The Society under the patronage of Saint Wilfred and Saint Hilda is the new ecclesial entity within the Church of England, designed to maintain full communion within itself and to strive for communion with the traditional Churches of East and West.
This week the Council of Bishops of The Society has published a Statement of Principles entitled “Communion and Catholicity in the Church of England”. I maintain that this document is intellectually flawed because on the one hand it defines what full communion is, which includes the celebration of the one Eucharist, proceeds to demonstrate how communion within the Church of England is incomplete because of the ordination of women priests and bishops and yet completely illogically maintains that The Society and the remainder of the Church of England are in fact still one Church.
A careful study of the Principles will show that the “ecumenical” relationship described in the document which now exists within the Church of England is hardly different from the relationship with other non-Anglican churches, many of which come from a similar Anglican tradition.

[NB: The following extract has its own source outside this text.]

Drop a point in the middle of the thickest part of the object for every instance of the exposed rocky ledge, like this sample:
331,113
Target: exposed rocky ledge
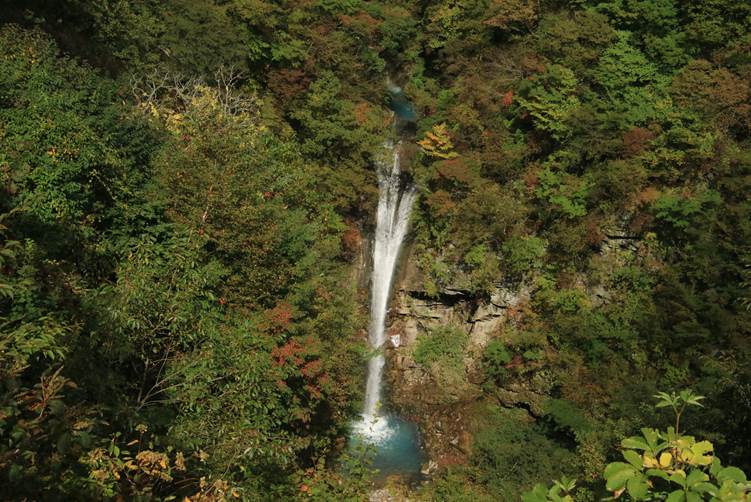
442,409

Most of the ecclesiological arguments for the oneness of the Church are indeed not even Anglican arguments but are taken from the documents of the Second Vatican Council and ARCIC.
I believe that this Statement of Principles demonstrates clearly that The Society in itself is an ecclesial body resembling a Church (it might even be argued that it is a Church in the same way as the Church of England always was). It has its own ecclesial structures with an episcopate, and fulfils the criteria for full communion which the bishops themselves have defined.
Maintaining that one is still part of a body which calls itself the “Church” of England is self-delusion. The Society is in everything but name already a Continuing Anglican Church, and if we needed proof of that, this document provides it.
The next set of Principles should perhaps examine what it is that prevents this new ecclesial entity from seeking full communion with those whose documents, theology, liturgy they share (the traditional Church of the West, made visible in the See of Peter). An organisation already exists which expresses this full communion and maintains the Anglican tradition which The Society’s bishops value, and that is the Ordinariate.